Mistake 5: Exposing internal database IDs. Sequential integer IDs (/users/12345) reveal business data (number of users, order volume) and are susceptible to enumeration attacks (try every ID). Use UUIDs or opaque random IDs. Stripe uses prefixed IDs (cus_xyz) that encode object type without revealing count.

Interview Angle

Q: Design the REST API for a Twitter-like system.

A: Identify resources: Users, Tweets, Followers, Timelines. Key endpoints: POST /tweets (create tweet, 201), GET /tweets/{id} (get tweet, 200), GET /users/{id}/timeline (paginated timeline, cursor-based), POST /users/{id}/follow (follow user), DELETE /users/{id}/follow (unfollow). Use cursor-based pagination for timelines — offset breaks as new tweets arrive. Authentication via Bearer JWT tokens. Rate limiting: 300 GET /timeline per 15 minutes per user. For the timeline, denormalize (fan-out on write) into a Redis sorted set per user, or compute on-read for high-follower users (hybrid approach). Return next_cursor in paginated responses. Status codes: 201 Created, 200 OK, 204 No Content for DELETE, 429 Too Many Requests.

Q: What is the difference between PUT and PATCH?

A: PUT replaces the entire resource — you send a complete representation, and the server replaces the stored resource with it. If you PUT a user with only {"name": "Alice"}, the email field becomes null/missing. It must be idempotent. PATCH makes a partial update — you send only the fields you want to change. If you PATCH a user with {"name": "Alice"}, only the name changes; email is preserved. PATCH is not required to be idempotent (though in practice, most implementations are). Use PUT when you have the complete updated representation and want to replace the whole resource. Use PATCH for incremental updates where you want to touch only specific fields.

Summary

  • REST is an architectural style defined by six constraints: client-server, stateless, cacheable, layered, uniform interface, code-on-demand.
  • Resources are nouns (not verbs); HTTP methods are the verbs: GET (read), POST (create), PUT (replace), PATCH (partial update), DELETE (remove).
  • Statelessness means each request must be self-contained — no server-side session state between requests.
  • HTTP status codes convey semantic meaning: 2xx success, 3xx redirect, 4xx client error, 5xx server error. Never return 200 for errors.
  • Idempotency: GET, PUT, DELETE are idempotent; POST is not.

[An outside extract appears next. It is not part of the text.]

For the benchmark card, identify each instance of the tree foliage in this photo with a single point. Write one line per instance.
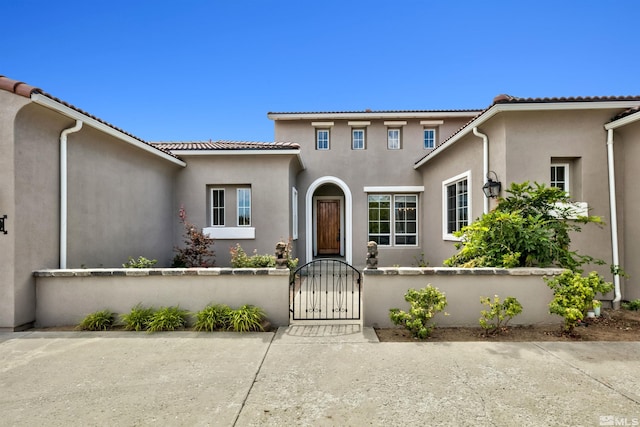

This matters for safe retry logic.
  • Use cursor-based pagination for feeds and time-ordered data; offset pagination breaks when data changes between requests.
  • API versioning: URI versioning (/v1/) is most common; header versioning is cleaner but harder to test in browsers.
  • Never expose sequential integer IDs — use UUIDs or prefixed opaque IDs.
  • Authentication: JWT Bearer tokens for stateless auth; API keys for server-to-server; OAuth 2.0 for delegated access.
  • Production APIs need rate limiting, request validation, structured error responses, comprehensive logging, and distributed tracing from day one.